As ordered reported by the House Committee on Small Business on March 5, 2014
Under a program administered by the Department of Veterans Affairs (VA), small businesses that are owned by service-disabled veterans are eligible for special consideration in the process of awarding federal contracts. The VA maintains a database of businesses and owners eligible to participate in that preference program; H.R. 2882 would transfer authority to maintain that database to the Small Business Administration (SBA). The bill also would direct VA to reimburse SBA for its costs to operate the program, which would include not only database development and management activities, but also efforts to verify the small businesses’ eligibility to participate in the program and to hear appeals of eligibility determinations.
CBO estimates that enacting H.R. 2882 would affect direct spending; therefore, pay-as-you-go procedures apply.
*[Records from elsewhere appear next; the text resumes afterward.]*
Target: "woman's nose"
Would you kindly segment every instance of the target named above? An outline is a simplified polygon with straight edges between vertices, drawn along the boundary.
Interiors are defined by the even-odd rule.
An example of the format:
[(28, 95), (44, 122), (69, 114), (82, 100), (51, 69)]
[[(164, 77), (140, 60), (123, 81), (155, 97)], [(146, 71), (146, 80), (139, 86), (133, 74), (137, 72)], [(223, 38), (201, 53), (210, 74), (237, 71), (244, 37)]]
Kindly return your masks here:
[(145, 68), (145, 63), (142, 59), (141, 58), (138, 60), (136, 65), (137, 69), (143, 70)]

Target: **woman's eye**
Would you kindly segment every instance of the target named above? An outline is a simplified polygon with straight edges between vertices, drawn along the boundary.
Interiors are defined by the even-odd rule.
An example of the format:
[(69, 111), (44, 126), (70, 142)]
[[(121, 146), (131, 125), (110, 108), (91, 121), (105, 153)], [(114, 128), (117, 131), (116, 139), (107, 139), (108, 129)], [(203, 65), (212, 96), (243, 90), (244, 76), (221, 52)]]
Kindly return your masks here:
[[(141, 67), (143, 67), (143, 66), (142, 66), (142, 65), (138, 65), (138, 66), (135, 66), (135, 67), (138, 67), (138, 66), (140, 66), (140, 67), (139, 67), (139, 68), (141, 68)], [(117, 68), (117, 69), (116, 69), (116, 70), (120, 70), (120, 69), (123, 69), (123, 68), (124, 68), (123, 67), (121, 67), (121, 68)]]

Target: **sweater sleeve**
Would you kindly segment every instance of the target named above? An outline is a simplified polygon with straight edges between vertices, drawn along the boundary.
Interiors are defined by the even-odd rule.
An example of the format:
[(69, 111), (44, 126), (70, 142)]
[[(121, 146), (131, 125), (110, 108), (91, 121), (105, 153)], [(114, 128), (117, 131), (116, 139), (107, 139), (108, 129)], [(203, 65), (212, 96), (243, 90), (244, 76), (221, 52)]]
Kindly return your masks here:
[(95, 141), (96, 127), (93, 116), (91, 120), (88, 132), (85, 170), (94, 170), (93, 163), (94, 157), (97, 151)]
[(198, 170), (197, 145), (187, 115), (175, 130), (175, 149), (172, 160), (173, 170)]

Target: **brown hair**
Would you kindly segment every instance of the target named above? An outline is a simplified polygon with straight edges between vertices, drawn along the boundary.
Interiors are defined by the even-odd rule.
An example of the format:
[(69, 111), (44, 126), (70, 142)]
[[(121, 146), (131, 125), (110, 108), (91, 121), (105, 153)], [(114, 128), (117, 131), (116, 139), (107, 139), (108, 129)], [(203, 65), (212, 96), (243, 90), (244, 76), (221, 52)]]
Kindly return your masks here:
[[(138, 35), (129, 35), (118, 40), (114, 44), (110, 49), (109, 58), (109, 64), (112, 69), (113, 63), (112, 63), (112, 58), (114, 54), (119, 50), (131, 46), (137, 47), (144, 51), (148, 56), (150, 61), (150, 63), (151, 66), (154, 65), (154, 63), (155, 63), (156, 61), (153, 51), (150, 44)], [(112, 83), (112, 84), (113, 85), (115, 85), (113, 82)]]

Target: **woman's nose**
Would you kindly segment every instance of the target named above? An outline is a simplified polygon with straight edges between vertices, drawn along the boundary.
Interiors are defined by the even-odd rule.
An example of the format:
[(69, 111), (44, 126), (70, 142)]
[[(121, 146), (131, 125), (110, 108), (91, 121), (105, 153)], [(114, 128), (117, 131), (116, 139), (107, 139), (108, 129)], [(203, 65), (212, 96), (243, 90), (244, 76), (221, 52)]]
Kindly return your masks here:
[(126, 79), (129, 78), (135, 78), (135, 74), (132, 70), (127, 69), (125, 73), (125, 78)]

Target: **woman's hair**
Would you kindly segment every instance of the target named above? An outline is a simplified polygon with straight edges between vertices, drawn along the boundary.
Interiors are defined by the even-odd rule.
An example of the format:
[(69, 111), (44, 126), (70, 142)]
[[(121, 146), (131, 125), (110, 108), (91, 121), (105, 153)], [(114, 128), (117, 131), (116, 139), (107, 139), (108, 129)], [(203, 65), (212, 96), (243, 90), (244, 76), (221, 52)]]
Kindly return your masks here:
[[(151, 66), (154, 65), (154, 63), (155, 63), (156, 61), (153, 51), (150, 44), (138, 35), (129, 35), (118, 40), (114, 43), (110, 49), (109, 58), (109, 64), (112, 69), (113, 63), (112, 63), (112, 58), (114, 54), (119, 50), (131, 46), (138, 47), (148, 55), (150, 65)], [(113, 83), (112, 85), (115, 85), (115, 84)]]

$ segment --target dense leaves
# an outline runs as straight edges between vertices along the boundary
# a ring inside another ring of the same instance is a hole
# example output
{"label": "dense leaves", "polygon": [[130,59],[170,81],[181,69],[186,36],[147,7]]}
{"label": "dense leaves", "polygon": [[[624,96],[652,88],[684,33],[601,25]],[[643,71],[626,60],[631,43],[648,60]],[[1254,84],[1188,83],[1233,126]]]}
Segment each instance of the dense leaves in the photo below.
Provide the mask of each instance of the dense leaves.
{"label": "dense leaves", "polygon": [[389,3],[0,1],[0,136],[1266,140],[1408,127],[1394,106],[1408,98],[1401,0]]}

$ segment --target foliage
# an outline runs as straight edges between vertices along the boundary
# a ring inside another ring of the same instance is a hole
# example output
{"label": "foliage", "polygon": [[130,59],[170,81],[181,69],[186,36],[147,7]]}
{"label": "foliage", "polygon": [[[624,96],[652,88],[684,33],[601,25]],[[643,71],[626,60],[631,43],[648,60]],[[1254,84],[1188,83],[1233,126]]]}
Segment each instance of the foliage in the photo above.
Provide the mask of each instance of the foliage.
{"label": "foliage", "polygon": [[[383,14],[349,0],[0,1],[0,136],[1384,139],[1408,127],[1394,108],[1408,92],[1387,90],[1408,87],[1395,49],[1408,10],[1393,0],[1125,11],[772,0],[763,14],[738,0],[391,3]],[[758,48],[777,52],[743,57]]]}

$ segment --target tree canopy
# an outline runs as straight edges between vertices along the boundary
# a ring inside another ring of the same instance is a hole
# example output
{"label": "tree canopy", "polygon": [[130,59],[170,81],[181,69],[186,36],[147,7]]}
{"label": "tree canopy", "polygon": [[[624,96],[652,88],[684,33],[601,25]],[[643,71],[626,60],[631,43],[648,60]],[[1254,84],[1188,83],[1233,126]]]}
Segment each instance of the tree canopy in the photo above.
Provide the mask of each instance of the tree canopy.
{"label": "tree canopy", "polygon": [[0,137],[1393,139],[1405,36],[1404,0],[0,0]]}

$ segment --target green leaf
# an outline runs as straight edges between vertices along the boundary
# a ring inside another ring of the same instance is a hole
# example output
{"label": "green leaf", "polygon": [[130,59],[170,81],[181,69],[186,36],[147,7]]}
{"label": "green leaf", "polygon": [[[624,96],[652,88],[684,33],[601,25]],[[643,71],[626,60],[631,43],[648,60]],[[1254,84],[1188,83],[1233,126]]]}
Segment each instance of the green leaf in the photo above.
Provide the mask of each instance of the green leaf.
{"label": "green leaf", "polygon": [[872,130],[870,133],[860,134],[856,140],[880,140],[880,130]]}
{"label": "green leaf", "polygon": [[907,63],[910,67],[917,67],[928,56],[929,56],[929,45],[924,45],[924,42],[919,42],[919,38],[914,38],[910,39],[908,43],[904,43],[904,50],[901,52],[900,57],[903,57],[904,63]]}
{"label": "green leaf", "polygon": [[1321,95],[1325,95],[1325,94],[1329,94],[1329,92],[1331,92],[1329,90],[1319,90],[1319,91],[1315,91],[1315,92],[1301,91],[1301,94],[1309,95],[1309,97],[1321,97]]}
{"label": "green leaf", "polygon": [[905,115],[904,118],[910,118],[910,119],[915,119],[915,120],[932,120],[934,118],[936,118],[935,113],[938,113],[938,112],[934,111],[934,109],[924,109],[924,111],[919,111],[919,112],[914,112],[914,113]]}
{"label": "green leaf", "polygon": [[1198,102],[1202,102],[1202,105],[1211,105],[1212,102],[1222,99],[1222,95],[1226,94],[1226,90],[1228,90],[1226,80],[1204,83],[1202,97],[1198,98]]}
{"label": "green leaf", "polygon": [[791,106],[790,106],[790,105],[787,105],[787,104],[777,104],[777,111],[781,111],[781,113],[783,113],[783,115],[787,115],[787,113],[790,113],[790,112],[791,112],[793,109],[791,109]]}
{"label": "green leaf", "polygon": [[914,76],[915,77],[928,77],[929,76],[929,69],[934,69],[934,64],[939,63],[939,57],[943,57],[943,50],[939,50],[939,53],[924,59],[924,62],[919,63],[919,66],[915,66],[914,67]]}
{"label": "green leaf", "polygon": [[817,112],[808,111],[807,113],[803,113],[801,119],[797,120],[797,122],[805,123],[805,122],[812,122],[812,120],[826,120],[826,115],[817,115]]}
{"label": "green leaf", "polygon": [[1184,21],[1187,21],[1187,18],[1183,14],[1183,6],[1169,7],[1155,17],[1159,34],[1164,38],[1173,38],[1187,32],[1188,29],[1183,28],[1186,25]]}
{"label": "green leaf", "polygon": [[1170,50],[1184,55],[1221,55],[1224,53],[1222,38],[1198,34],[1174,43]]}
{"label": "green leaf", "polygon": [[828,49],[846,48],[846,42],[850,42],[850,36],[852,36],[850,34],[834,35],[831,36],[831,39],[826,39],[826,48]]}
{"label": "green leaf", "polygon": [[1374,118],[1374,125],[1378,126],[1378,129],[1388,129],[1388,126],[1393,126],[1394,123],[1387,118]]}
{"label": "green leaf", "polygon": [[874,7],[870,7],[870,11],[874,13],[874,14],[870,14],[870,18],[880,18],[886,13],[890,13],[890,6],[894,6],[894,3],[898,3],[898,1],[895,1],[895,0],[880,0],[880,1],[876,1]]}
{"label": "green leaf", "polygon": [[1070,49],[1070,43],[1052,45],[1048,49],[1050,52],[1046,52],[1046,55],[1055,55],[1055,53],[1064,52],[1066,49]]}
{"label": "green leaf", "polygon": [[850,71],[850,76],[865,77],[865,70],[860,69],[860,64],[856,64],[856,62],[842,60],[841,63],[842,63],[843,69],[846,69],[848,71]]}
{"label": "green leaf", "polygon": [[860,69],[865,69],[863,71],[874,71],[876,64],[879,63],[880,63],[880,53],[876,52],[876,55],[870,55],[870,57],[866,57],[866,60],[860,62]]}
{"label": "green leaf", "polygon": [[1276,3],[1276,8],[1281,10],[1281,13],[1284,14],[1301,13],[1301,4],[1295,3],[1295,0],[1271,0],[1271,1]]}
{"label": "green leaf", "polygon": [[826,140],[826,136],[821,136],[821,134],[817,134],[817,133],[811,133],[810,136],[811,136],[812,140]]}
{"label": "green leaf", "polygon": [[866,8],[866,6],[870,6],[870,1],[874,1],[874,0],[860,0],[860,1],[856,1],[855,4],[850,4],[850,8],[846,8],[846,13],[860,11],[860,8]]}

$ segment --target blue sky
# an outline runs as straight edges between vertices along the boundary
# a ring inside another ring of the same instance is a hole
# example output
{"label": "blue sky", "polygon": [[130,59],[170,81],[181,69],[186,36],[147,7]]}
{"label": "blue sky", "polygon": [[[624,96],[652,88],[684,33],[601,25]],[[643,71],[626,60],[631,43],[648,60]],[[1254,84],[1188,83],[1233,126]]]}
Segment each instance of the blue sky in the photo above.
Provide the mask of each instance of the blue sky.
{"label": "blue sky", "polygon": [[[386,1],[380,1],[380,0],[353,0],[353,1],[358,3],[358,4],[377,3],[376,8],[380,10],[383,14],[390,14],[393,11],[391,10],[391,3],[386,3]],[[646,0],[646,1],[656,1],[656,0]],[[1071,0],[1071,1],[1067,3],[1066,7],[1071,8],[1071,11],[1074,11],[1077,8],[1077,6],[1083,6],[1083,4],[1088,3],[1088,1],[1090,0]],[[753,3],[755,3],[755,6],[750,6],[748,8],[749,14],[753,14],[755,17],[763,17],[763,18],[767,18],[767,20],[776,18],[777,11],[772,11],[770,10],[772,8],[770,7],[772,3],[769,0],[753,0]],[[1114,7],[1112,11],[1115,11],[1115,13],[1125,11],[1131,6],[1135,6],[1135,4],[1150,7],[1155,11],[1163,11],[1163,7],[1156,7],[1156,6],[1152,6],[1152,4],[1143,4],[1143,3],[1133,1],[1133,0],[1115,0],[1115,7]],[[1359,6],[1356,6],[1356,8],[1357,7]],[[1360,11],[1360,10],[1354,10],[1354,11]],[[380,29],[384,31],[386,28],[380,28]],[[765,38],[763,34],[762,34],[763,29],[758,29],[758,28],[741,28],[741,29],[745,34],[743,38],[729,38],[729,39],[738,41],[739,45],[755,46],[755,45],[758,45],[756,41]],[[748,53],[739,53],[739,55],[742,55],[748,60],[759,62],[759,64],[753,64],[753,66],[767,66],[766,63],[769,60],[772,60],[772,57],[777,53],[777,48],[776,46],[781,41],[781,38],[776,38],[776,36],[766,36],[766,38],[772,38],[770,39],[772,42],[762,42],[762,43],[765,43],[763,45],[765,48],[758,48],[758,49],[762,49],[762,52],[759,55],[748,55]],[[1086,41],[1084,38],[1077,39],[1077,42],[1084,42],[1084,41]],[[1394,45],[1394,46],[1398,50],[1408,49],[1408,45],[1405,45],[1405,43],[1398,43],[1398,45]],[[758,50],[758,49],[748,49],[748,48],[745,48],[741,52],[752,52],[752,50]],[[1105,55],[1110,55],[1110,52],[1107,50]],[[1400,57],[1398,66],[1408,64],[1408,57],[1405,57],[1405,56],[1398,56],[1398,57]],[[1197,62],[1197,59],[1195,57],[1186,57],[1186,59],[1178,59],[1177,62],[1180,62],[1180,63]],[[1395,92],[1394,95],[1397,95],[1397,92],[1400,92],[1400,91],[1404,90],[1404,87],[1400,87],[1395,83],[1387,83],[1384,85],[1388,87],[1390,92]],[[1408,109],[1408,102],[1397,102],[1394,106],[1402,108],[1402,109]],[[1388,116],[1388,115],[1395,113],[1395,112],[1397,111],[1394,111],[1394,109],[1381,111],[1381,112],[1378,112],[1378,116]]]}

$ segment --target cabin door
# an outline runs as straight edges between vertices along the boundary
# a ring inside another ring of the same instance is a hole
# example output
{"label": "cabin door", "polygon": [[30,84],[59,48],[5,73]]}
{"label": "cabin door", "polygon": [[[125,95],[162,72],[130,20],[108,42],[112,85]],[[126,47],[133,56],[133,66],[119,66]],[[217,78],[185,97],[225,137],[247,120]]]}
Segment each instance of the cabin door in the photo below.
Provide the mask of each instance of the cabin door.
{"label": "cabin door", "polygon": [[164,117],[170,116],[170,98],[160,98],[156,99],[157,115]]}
CBO estimates, however, that those effects would not be significant. The VA collects fees from agencies that participate in joint contracting opportunities with VA; the agency is authorized to spend those fees without further appropriation action to pay for, among other things, the database and verification system for small businesses.
Based on information from VA and SBA, CBO expects that SBA will spend less to operate the certification program each year than VA because it can use some systems already in place that provide similar certification services for other preference programs such as the HUBZone program. CBO estimates that SBA would spend, on average, about $5 million per year less than VA would to administer the verification system. CBO expects that the savings realized by VA would be spent on other authorized activities; therefore, the effect on direct spending would not be significant. CBO assumes that amounts transferred from VA under the bill would be recorded as offsets to discretionary spending by SBA; therefore, we estimate that implementing H.R. 2882 would have no significant net effect on spending subject to appropriation.
H.R. 2882 contains no intergovernmental or private-sector mandates as defined in the Unfunded Mandates Reform Act and would not affect the budgets of state, local, or tribal governments.